Friday, April 26, 2019

Measles and the Limits of Facts

Students are currently being quarantined in Los Angeles. Mandatory-vaccination policies have been implemented in Brooklyn. Even President Donald Trump, contrary to prior assertions, today urged people to get children vaccinated.

All for a disease that was declared eliminated in the United States two decades ago.

This week, the Centers for Disease Control and Prevention announced that measles outbreaks have led to the highest number of cases reported in the country since that declaration in 2000.

The overall number of cases—695 so far—is not a significant portion of the millions annually around the world. But it’s the pattern and direction that are striking to global officials, as well as America’s unpreparedness to address the actual source. Among wealthy countries, the United States has, by far, the highest number of children who did not receive the first two measles vaccination doses over the past several years. The American outbreaks are described by officials as multiple and “unrelated,” stretched across 22 states, meaning that each has potential to spread further. But the unifying forces behind them are clear.

[Read: Measles outbreaks are a sign of bigger problems]

As the number of cases has risen in the United States—which has historically been at the fore of global-health campaigns—it has also risen around the world. By 2017, the disease that killed half a million people annually at the turn of the century was down to 110,000. Now, the first three months of the year saw a 300 percent increase from the same period a year ago, according to a report from UNICEF.

The Global Vaccine Alliance ties the issue together, citing a storm of seemingly disparate factors: disinformation campaigns in Europe, a collapsing health system in Venezuela, and pockets of low immunization in Africa. In South Sudan, where hundreds of measles cases have been reported in recent months, efforts to vaccinate people after the country’s civil war appear to have been thwarted because of the difficulty of keeping vaccines cool—not because people are refusing them.

Though the United States’ own outbreaks are unrelated in a physical sense, they are linked to a growing online disinformation movement. In a statement on Thursday, the CDC said the outbreak in New York is significant in part due to “misinformation in the communities about the safety of the measles/mumps/rubella vaccine.

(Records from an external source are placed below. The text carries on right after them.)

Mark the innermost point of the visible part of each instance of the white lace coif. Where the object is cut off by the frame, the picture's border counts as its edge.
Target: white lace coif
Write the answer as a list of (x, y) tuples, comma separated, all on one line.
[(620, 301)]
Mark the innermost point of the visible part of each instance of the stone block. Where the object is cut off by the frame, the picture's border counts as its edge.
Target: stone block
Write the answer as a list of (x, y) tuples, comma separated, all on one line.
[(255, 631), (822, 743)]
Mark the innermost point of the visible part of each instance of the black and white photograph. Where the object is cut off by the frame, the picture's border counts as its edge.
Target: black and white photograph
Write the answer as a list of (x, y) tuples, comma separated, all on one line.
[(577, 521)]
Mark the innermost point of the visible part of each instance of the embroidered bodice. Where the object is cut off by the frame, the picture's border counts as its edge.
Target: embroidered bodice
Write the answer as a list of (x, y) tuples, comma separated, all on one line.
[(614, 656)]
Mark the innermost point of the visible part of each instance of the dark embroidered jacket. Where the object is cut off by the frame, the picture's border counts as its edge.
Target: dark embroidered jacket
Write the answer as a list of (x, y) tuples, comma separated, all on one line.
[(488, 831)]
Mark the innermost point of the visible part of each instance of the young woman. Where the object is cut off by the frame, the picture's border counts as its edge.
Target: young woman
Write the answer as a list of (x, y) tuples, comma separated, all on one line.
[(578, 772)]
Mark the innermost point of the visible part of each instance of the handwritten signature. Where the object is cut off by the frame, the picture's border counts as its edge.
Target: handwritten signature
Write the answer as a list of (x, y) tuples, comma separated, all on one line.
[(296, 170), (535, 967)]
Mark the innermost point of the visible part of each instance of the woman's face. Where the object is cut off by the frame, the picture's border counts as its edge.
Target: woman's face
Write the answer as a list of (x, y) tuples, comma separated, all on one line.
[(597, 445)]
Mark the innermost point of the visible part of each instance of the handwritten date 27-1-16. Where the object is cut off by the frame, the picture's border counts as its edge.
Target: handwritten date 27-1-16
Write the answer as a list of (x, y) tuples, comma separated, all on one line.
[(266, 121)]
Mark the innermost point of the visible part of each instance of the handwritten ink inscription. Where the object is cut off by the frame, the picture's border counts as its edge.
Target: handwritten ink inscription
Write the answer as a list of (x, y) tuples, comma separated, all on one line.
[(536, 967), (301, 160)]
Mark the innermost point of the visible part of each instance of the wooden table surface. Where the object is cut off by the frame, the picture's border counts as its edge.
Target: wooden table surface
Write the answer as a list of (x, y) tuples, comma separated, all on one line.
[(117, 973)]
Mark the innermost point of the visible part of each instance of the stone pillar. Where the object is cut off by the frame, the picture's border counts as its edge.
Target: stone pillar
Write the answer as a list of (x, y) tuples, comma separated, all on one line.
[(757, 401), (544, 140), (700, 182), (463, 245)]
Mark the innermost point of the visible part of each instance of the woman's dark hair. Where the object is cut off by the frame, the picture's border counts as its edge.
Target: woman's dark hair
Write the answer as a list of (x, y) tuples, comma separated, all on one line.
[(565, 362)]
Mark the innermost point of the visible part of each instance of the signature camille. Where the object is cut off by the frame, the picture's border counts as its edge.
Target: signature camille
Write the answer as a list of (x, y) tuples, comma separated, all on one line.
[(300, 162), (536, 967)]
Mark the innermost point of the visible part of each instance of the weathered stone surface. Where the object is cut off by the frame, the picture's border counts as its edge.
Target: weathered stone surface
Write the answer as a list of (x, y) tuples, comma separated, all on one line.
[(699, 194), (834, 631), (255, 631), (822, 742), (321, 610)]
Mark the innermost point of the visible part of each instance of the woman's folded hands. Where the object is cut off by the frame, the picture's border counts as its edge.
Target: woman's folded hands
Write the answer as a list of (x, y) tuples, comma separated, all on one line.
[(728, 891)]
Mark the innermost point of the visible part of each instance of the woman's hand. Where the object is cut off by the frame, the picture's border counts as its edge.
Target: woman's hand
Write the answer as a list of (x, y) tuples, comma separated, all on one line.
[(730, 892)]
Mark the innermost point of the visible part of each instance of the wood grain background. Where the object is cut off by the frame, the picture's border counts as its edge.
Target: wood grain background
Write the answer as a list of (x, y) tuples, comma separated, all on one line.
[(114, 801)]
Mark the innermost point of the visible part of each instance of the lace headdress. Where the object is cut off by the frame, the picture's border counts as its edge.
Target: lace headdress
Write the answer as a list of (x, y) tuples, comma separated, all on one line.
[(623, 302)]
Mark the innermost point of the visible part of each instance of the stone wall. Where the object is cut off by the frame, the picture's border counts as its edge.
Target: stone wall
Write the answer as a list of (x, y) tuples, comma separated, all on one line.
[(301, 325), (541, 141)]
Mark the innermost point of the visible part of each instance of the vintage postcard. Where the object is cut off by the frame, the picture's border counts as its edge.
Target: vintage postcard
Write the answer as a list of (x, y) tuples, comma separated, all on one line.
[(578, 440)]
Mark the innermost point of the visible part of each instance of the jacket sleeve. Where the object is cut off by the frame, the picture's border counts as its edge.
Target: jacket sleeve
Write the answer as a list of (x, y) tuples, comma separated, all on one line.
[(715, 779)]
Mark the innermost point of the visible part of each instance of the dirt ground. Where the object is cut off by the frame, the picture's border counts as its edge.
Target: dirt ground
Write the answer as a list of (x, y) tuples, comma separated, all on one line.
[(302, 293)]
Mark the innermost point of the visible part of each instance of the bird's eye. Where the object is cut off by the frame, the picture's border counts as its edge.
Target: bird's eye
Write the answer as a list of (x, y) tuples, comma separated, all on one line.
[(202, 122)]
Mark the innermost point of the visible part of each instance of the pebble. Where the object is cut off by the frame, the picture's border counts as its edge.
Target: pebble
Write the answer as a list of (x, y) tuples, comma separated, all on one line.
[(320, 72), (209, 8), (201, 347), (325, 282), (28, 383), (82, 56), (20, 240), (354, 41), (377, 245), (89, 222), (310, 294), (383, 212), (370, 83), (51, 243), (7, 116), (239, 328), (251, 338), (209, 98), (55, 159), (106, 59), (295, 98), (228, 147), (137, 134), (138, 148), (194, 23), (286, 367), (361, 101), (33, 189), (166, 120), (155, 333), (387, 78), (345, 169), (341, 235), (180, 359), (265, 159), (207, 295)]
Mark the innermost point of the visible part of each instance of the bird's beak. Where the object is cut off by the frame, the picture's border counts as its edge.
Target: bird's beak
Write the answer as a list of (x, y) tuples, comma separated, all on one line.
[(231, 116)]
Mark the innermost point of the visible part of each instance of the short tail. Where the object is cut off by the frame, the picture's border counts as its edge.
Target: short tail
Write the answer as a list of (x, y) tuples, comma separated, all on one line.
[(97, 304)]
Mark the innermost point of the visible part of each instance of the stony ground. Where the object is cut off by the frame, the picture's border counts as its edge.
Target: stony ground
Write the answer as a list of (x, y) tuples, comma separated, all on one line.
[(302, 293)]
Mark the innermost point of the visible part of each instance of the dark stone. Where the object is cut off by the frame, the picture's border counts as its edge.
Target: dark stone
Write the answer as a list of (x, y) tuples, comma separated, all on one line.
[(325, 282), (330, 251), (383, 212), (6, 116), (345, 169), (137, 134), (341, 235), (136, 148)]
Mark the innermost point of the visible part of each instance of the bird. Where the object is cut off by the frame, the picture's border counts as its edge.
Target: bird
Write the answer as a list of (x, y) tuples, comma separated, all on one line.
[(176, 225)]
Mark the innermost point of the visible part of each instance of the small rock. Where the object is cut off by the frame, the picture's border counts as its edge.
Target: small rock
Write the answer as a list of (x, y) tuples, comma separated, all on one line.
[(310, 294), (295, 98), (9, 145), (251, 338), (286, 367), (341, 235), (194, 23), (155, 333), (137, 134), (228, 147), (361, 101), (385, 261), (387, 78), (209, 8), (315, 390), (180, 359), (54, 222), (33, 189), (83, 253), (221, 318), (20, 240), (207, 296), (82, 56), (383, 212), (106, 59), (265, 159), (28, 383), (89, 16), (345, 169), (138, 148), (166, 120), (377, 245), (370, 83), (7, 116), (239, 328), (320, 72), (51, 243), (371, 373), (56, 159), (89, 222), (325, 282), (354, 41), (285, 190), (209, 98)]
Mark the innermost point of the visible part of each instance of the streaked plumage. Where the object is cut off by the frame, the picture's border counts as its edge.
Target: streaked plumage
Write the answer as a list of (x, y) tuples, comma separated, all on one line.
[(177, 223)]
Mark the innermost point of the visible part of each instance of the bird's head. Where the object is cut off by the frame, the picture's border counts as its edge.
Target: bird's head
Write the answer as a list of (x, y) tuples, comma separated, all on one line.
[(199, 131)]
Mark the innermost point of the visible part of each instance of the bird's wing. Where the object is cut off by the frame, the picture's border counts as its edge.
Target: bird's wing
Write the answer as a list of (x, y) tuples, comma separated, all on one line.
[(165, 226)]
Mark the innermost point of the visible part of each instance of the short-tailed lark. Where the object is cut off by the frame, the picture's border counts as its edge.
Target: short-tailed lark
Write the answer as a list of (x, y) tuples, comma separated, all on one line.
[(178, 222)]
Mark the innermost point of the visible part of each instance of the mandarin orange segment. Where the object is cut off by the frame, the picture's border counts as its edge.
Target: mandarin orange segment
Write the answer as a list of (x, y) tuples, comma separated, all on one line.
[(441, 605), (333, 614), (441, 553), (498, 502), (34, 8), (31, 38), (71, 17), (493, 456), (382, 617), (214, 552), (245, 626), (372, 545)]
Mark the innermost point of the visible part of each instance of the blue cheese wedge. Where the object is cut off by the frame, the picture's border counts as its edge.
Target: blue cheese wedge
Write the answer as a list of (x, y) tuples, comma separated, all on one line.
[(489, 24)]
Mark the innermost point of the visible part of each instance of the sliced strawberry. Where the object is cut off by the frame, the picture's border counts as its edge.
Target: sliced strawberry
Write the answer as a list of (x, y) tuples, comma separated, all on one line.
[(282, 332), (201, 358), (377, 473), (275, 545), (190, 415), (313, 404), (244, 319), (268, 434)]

Some organizations are deliberately targeting these communities with inaccurate and misleading information about vaccines.”

[Read: How misinfodemics spread disease]

The overall effect is a single, global dilemma. There is no opting out. The death toll will go up or down; the choice is between doing what’s possible to contain the virus and enabling its spread. Media ecosystems have evolved and siloed people in ways familiar to political discourse, but they remain poorly addressed in public health.

In a statement this week, U.S. Secretary of Health and Human Services Alex Azar reiterated a tactic that has proven ineffective at reaching skeptical populations in recent years: telling them what to do. “Vaccines are a safe, highly effective public-health solution that can prevent this disease,” he said. “The measles vaccines are among the most extensively studied medical products we have, and their safety has been firmly established over many years in some of the largest vaccine studies ever undertaken.”

Earlier this month, CNN asked 10 current and former liaison members of the CDC’s Advisory Committee on Immunization Practice about the agency’s plans for countering anti-vaccination disinformation online. The response of the senior director of infection control at the Minnesota Children’s Hospital, Patricia Stanfield, was emblematic: “I feel like on social media, the anti-vaxxers are very sophisticated and active and way ahead of us.” Another official, who declined an interview, issued a statement that included: “It is critical that parents and anyone seeking information about vaccines have access to credible information.”

Research suggests that the reason informed people fall into conspiracy-theory mind-sets often has less to do with a lack of information than with social and emotional alignment. Facts are necessary, but not at all sufficient. Websites and YouTube videos where a federal employee in a suit states various statistics are unlikely to be effective against targeted disinformation campaigns that only need to plant the seed of doubt in the minds of people already skeptical of the medical establishment. The work of global inoculation requires first rebuilding a social contract, which means meeting people on the platforms where they now get their information, in the ways they now consume it.